Injunctions, of course, could not change hearts, only enforce outward acquiescence. As Duffy makes clear with a wealth of reference, there were many whose reactions surely if undramatically revealed their dismay at the assault on traditional ways, on imagery and ceremony with which they were affectionately familiar through long use. When the reaction came under Mary images that men had taken to their homes or hidden, vestments that they had bought at low prices when they were forcibly sold, paraphernalia of private chapels that had been lent to the parish and reclaimed ahead of visitations, were brought out again to refurbish the old rites now restored. Testators went back to invoking the Virgin and the saints in the preambles to their wills, where a few years before they would have avoided mentioning them lest this should lead to the questioning of the will itself, which had to be proved in the episcopal court.

The puritan complaint in 1584 that “three parts at least of the people” were still “wedded to their old superstition” was probably an accurate perception. But time, as well as authority, was on the side of reform. In 1584 a man needed to be nearly seventy to remember clearly the days when old ways had seemed securely traditional. In the meantime the resonances of the English prose of Cranmer’s prayer books and of the Great Bible’s translation of scripture had been nursing new loyalties, which aided the development over time of a new Anglican angle of vision on what the beauty of holiness could mean.

Eamon Duffy’s analysis, in his richly detailed book, of what happened at the Reformation to the religion of the laity of England for me carries conviction.

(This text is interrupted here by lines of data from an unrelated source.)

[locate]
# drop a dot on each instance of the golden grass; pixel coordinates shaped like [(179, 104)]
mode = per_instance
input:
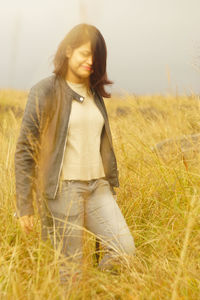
[(159, 199)]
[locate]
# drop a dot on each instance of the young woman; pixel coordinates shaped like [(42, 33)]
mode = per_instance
[(65, 156)]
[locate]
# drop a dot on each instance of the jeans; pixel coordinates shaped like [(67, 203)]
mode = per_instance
[(91, 205)]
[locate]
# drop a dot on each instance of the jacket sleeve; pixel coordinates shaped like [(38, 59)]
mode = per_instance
[(26, 153)]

It rests heavily on his assumption that pragmatism was a governing consideration in the ecclesiastical conduct of Tudor lay folk; that, reluctant as they may have been, they saw the wisdom of bowing to royal injunctions with power behind them in matters of externals—and so bowed, putting aside their often real nostalgia for old ways. This seems a sure perception about the way that lay folk are likely to react in the face of orders about the externals of their religion.

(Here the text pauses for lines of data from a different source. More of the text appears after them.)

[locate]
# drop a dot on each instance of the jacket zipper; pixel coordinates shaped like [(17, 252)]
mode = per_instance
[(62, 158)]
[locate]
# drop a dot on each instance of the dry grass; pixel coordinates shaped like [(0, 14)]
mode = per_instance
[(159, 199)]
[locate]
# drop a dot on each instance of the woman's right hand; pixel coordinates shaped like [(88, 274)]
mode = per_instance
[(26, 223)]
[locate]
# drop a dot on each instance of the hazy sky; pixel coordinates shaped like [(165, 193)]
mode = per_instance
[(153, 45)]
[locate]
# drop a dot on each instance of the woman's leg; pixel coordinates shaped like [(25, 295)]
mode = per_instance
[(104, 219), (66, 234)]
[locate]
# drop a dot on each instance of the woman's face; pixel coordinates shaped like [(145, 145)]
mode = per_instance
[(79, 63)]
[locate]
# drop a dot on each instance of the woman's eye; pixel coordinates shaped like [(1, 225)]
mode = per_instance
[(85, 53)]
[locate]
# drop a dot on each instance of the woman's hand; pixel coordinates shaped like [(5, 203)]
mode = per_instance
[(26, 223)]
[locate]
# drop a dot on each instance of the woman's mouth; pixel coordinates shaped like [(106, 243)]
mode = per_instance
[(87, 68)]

Ironically, this is at the same time the grounds for my single reservation about this splendid study, which concerns not its conclusions but its balance. So vivid is Duffy’s evocation of the traditional religion of the laity of the pre-Reformation age and so sensitive is he in his empathy with their piety that it is easy to mistake him to be implying that the English people of the fifteenth century were somehow more pious and less pragmatic than their Tudor descendants. Of course they were not. As anyone who has had any scholarly acquaintance with their secular dealings with one another knows well, they were as practical and worldly as any other generation. As William Langland wrote in Richard II’s reign, “The most part of the people who live and die on this earth find all that they value in this world and desire no better; they have no thought of another heaven.” If the world beyond the grave had not been to the men of his day, just as much as to those of Shakespeare’s, “an undiscovered country,” the protestant attack on the purgatorial belief that colored so much of late medieval religion could not have carried so much before it as easily as it did.

Duffy says a little too much for a strictly even balance about the heart-warming aspects of the piety of the late medieval age, too little of its coolnesses. He says a little too much about the heart-chilling aspects of reform, and too little about the new insights of the reformers. But that slight imbalance is only a consequence of the range and originality of his book; he has concentrated on the things that most need saying. We protestants (I speak for myself here) do need reminding from time to time that Chesterton’s indignant cry against the sixteenth-century reform, “And Christian hateth Mary that God kissed in Galilee,” has more to it than Edwardian religious neo-Romanticism; it contains an uncomfortably accurate historical perception.